After a determined effort not to pressure two teenage daughters into any athletic pursuits, her older daughter Karsen, 16, has started sprinting.
“When Karsen started ninth grade, she came home and said ‘Sign this paper. I’m going to play football.’ I’m like, ‘Girl, go sit down.’ She ends up playing flag football and she loves it, so then they found out she was fast. This was a child who only cared about her grades but now she goes from student to student athlete: she plays flag football, lacrosse and track. This girl went from nothing to 100. It’s awesome. I didn’t start ’til I was 15. Carson started when she was 14. I started as a distance runner, but I graduated down to sprints; she started sprinting, and she says she wants to learn how to hurdle and how to jump. We’ll see what she does. It looks like she’s got some feet. To be honest, she’s got more talent than I had.”
Younger daughter Legacy, 13, has declared she’s not starting sports until high school. That’s ok with mom.
It can still be a difficult road for female athletes. The same week the Olympics began the Norwegian women’s beach handball team was fined for refusing to play in bikini bottoms during a game in the sport’s Euro 2021 tournament.
While Devers appreciates the “rules” here she worries about the mental health component of these actions. “Think about what that means,” says Devers about the players who say they feel ‘embarrassed’ wearing the skimpy outfits, with some women actually coming out and saying it’s even stopped them from trying out for the team.

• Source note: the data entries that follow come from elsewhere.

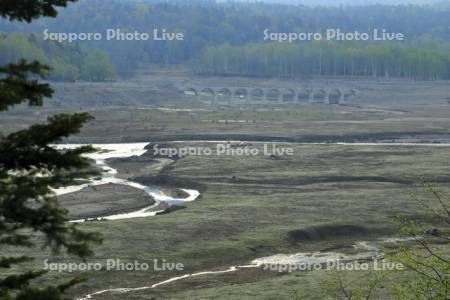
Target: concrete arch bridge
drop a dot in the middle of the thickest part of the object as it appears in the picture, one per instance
(219, 96)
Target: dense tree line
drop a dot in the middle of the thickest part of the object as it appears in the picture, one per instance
(326, 59)
(67, 62)
(207, 24)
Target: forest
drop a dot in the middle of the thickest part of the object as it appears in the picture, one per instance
(326, 59)
(227, 38)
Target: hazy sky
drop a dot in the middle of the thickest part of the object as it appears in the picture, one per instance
(351, 2)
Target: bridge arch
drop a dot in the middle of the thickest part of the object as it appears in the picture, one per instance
(320, 96)
(334, 97)
(257, 94)
(273, 95)
(241, 94)
(190, 92)
(289, 95)
(304, 95)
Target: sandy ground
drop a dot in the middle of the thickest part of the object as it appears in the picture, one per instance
(104, 200)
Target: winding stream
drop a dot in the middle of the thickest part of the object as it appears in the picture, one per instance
(109, 177)
(367, 250)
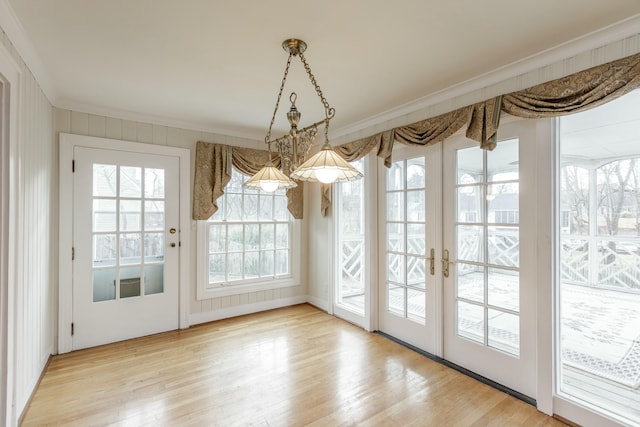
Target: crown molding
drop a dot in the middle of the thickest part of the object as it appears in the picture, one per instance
(599, 38)
(12, 26)
(394, 117)
(115, 113)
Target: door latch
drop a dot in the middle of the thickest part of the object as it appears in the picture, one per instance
(445, 263)
(432, 261)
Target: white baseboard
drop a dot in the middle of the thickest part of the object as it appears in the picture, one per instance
(224, 313)
(318, 303)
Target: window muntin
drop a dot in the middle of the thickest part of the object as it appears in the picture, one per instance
(249, 237)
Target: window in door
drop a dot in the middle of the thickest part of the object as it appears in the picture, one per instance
(351, 243)
(598, 328)
(405, 237)
(128, 231)
(488, 247)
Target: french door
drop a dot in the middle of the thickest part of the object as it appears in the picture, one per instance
(458, 253)
(126, 245)
(408, 293)
(354, 213)
(489, 257)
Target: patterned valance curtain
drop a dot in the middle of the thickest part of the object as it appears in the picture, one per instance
(213, 173)
(576, 92)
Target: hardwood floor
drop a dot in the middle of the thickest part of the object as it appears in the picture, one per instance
(288, 367)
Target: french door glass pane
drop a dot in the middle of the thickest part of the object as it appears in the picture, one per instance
(599, 258)
(105, 180)
(135, 238)
(104, 285)
(153, 279)
(130, 182)
(351, 243)
(154, 183)
(104, 215)
(488, 246)
(406, 239)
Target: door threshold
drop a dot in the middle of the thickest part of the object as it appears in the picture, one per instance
(462, 370)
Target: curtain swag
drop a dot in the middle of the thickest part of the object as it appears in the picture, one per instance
(213, 173)
(571, 94)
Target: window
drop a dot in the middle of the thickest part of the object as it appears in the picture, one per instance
(350, 236)
(599, 258)
(247, 245)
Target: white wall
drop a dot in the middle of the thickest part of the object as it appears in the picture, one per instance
(200, 310)
(35, 227)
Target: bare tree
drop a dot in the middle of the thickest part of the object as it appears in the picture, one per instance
(576, 195)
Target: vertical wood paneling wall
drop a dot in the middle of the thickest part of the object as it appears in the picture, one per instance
(36, 270)
(73, 122)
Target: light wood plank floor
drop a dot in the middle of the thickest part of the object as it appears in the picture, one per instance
(288, 367)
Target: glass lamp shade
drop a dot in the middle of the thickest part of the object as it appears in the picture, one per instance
(269, 179)
(326, 166)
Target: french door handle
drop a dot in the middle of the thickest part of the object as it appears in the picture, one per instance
(432, 261)
(445, 263)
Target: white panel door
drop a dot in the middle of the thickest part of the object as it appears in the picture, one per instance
(408, 195)
(490, 238)
(126, 245)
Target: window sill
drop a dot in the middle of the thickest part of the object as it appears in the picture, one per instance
(245, 288)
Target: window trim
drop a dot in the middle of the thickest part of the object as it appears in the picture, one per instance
(204, 292)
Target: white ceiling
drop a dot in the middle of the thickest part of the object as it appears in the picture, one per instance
(217, 65)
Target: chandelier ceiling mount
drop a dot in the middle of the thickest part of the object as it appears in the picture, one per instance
(327, 166)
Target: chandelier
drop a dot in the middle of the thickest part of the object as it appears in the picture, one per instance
(326, 166)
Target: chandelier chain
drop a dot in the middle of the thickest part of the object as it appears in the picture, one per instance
(324, 101)
(275, 110)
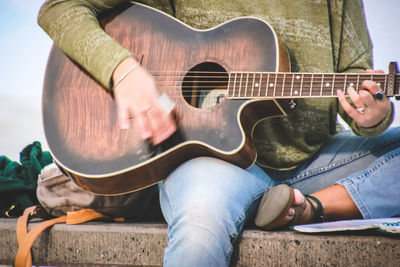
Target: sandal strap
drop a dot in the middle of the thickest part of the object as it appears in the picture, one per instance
(318, 211)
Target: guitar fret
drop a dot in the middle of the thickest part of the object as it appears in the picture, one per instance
(311, 83)
(234, 85)
(322, 85)
(259, 90)
(301, 85)
(253, 84)
(252, 88)
(291, 86)
(247, 82)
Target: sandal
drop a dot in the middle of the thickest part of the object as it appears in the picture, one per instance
(276, 203)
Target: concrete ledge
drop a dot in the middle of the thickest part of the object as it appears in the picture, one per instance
(137, 244)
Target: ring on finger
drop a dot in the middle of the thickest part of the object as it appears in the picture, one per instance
(147, 111)
(379, 95)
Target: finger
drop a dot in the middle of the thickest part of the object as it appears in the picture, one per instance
(123, 116)
(374, 71)
(371, 86)
(143, 125)
(353, 113)
(355, 97)
(162, 124)
(367, 98)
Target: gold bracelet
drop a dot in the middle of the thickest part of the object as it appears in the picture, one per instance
(126, 73)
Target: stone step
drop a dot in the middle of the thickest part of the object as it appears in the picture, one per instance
(143, 244)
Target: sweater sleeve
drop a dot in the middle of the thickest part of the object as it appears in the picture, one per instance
(74, 27)
(355, 55)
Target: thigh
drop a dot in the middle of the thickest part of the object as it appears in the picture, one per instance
(344, 155)
(213, 185)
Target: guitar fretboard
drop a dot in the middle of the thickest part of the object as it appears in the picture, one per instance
(295, 85)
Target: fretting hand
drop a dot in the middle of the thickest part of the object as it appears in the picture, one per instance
(138, 99)
(368, 110)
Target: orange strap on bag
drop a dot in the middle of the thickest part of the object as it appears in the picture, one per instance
(26, 239)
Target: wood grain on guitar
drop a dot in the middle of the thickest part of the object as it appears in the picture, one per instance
(223, 80)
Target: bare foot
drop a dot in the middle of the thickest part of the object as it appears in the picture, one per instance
(300, 213)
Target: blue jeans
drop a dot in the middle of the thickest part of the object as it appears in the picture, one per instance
(206, 202)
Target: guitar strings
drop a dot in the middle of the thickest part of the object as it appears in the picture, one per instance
(280, 80)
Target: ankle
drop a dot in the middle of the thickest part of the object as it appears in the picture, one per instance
(317, 210)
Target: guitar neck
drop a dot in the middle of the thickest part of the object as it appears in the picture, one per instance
(247, 85)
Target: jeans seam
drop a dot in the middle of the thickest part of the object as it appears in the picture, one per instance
(340, 163)
(241, 219)
(350, 185)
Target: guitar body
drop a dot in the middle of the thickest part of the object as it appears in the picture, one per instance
(80, 117)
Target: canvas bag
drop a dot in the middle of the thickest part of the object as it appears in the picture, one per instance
(62, 201)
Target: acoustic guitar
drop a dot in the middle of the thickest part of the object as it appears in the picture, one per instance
(240, 65)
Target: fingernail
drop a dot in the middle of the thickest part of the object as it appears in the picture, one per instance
(124, 125)
(291, 212)
(146, 135)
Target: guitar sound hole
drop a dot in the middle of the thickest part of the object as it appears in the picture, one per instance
(205, 85)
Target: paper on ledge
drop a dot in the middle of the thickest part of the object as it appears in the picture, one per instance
(390, 225)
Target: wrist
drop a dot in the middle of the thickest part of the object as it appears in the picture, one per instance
(123, 69)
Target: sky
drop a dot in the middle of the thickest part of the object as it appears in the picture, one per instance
(24, 50)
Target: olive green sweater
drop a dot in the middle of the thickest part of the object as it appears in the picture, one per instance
(321, 36)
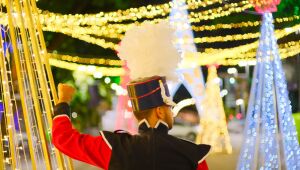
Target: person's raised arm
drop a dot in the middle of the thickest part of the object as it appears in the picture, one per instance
(86, 148)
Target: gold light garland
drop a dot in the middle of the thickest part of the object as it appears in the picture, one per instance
(221, 54)
(241, 24)
(88, 69)
(244, 58)
(48, 18)
(90, 61)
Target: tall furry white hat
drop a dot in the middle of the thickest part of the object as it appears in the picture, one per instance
(149, 51)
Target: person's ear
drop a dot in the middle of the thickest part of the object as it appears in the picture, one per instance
(159, 113)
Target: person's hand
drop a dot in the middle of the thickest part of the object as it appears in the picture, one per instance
(65, 93)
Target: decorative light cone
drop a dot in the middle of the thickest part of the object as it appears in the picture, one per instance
(27, 92)
(270, 137)
(192, 77)
(213, 122)
(125, 119)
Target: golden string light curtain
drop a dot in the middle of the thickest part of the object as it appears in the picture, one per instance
(111, 67)
(27, 93)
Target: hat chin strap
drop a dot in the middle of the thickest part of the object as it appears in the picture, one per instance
(167, 100)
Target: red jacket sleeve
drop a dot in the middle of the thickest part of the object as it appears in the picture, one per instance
(86, 148)
(202, 166)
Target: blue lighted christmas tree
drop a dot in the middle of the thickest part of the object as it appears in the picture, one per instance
(270, 139)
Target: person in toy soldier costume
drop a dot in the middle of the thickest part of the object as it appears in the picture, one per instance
(151, 57)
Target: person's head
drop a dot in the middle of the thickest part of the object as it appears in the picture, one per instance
(163, 113)
(146, 96)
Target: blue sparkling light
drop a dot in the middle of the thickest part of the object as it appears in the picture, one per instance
(270, 137)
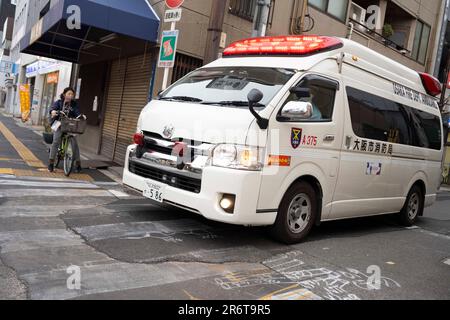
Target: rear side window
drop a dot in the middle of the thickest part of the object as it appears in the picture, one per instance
(378, 118)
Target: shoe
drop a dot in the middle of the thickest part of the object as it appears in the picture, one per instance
(78, 169)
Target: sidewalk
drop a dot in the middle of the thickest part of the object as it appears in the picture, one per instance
(33, 135)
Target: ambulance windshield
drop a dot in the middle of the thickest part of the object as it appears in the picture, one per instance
(228, 86)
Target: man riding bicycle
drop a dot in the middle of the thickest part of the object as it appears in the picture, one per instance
(69, 107)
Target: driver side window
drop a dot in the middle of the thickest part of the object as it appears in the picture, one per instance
(319, 103)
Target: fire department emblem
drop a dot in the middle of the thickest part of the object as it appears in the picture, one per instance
(168, 131)
(296, 137)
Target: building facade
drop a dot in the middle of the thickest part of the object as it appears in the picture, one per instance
(115, 61)
(7, 9)
(45, 77)
(404, 30)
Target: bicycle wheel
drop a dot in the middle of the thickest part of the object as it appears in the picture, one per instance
(69, 158)
(58, 160)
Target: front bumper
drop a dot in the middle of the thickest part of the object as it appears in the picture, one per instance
(215, 182)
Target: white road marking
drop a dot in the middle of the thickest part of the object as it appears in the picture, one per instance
(19, 193)
(100, 279)
(111, 176)
(119, 194)
(139, 230)
(434, 234)
(72, 185)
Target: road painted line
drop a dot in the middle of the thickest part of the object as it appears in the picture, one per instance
(434, 234)
(6, 171)
(117, 277)
(46, 174)
(79, 193)
(111, 176)
(42, 184)
(165, 230)
(25, 153)
(299, 294)
(119, 194)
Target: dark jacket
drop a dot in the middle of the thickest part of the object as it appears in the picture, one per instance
(74, 110)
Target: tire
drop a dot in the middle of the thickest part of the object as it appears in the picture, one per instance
(58, 160)
(291, 225)
(69, 158)
(413, 207)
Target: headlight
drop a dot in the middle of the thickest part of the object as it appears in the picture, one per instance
(237, 157)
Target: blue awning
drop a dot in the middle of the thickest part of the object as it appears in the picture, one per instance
(108, 28)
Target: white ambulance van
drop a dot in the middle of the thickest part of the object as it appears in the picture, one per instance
(291, 131)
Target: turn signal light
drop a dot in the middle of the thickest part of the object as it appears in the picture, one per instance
(227, 203)
(138, 139)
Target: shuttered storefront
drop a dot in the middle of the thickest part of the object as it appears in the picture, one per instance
(128, 89)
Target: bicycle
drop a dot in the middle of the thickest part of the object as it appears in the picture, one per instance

“If you don’t feel comfortable in what you have on or in your skin that can affect you on the mental health side. In order to be complete: it’s mind, body and soul. You can have all the physical talent in the world, but mentally if you’re not there it’s going to take away from you. You’ve got to be in that head space to accomplish the things you want to accomplish.”
For Devers this is her new ambition: To make sure she, her family and as many people as she can achieve their best self. “My goal this year was to make a difference, to help everybody achieve their goals,” says Devers determinedly. And when she writes it down, however lofty, she knows it’s doable.